Entsorgung auf der Deponie: 15.000 Tonnen Rückbauschutt aus AKW nach Sachsen

Drei Deponien in Sachsen könnten große Mengen schwach radioaktiven Schutt aus dem Rückbau stillgelegter Atomkraftwerke aufnehmen. Der Freistaat könnte „Müllimportland“ werden, befürchten die Grünen. Es geht um 15.000 Tonnen, Atomkraftgegner kritisieren die Entsorgung auf konventionellen Deponien als „fahrlässig“.

Anti Atom Camp: Atommüllentsorgung

Anti Atom Camp: Atommüllentsorgung

Auf sächsischen Deponien können bis 2017 insgesamt 15 000 Tonnen Bauschutt aus dem Abriss von Atomkraftwerken abgelagert werden. Die entsprechenden Freigaben dafür lägen vor. So geht es aus einer Antwort des Umweltministeriums auf eine Anfrage der Grünen im Landtag Sachsen hervor.

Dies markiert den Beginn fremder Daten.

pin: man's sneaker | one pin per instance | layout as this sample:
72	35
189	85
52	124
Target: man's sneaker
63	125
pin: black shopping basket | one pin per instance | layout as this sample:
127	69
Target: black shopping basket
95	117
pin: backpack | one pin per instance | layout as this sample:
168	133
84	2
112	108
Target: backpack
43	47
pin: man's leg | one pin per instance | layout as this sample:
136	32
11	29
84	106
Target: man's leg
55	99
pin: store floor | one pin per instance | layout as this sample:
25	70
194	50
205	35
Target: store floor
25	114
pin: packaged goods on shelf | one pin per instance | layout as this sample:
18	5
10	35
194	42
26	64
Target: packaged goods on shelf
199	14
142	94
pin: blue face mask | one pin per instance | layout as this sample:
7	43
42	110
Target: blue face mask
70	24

Es handelt sich um drei Deponien: Cröbern (Landkreis Leipzig), Wetro (Landkreis Bautzen) und Grumbach (bei Dresden). Auf beiden erstgenannten Halden wurden seit 2012 jeweils bis zu 1000 Tonnen Schutt pro Jahr und Atomkraftwerk entsorgt. In Grumbach gilt die Freigabe für dieses und nächstes Jahr. Dort hatte es kürzlich Anwohner-Proteste gegeben, als die Anlieferung von Bauschutt aus dem niedersächsischen AKW Stade bekannt geworden war.

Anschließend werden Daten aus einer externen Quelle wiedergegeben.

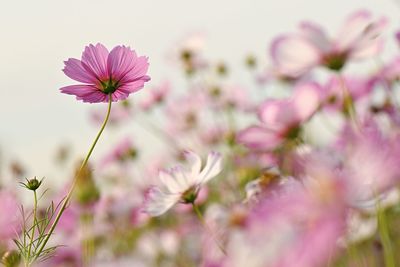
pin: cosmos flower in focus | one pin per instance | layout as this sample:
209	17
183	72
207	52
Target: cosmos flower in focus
296	54
117	73
181	185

Das Umweltministerium Sachsen spielt die Gefahr herunter und gibt die Verantwortung an die Halden-Betreiber ab: diese würden entscheiden, wieviel Tonnen Atommüll sie annehmen. Zudem handle es sich um „freigemessenen“ Schutt, der so gering strahlt, dass er nicht mehr kontrolliert werden müsse. In Grumbach will der Deponiebetreiber dank der Proteste statt der geplanten 2.000 Tonnen nur noch die bereits vertraglich vereinbarten 700 Tonnen annehmen. Den Schutt aus Stade ist der Betreiber EON in Niedersachsen nicht losgeworden: Auch dort hatte es in der Umgebnung von einer Deponie Proteste gegeben, die dann zu einem Einlagerungsstopp führten.

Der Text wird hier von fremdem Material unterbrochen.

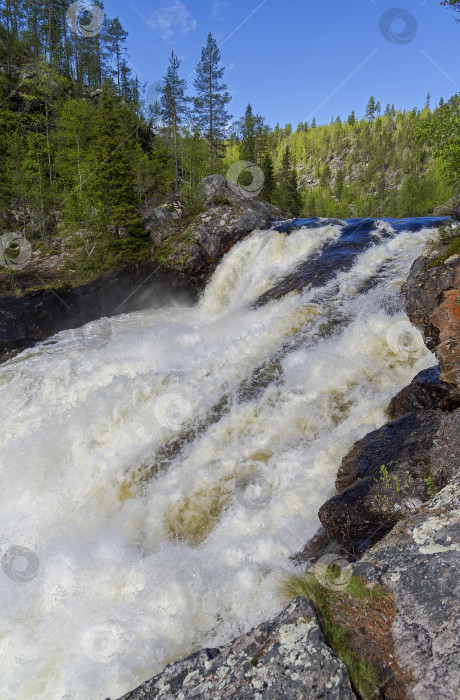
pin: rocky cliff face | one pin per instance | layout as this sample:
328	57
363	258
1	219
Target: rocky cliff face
433	305
195	246
185	254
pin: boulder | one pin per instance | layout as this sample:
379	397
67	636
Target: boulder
426	391
284	659
195	247
433	305
387	473
419	563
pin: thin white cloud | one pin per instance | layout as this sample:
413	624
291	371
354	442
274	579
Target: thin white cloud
216	7
172	18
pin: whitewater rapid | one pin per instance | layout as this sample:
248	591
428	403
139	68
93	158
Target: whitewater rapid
160	468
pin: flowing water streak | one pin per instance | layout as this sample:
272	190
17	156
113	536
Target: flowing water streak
141	560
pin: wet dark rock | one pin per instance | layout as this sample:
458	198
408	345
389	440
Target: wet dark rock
433	305
39	314
426	391
419	563
284	659
387	473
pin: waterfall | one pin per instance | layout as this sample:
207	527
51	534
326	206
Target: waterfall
160	468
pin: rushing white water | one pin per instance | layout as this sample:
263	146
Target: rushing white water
160	468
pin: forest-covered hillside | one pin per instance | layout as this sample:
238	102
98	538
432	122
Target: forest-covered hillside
83	143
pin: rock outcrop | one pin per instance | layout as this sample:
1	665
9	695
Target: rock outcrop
185	254
426	391
387	473
39	314
194	246
284	659
419	563
433	305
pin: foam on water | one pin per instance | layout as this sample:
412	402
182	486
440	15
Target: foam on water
162	500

Sachsen müsse seinen Ruf als „williges Müllimportland“ loswerden, forderte die rechtspolitische Sprecherin der Grünen-Landtagsfraktion, Eva Jähnigen. Ansonsten drohe der Freistaat über Jahre hinweg ein Ziel von AKW-Bauschutt zu werden. Das Ministerium will sich nun dafür einsetzen, dass „der Schutt von stillgelegten Atomkraftwerken künftig im jeweiligen Ursprungs-Bundesland entsorgt wird“. Aber: Nicht, weil er etwa gefährlich ist, sondern „um lange Transportwege zu vermeiden“, erklärte ein Sprecher.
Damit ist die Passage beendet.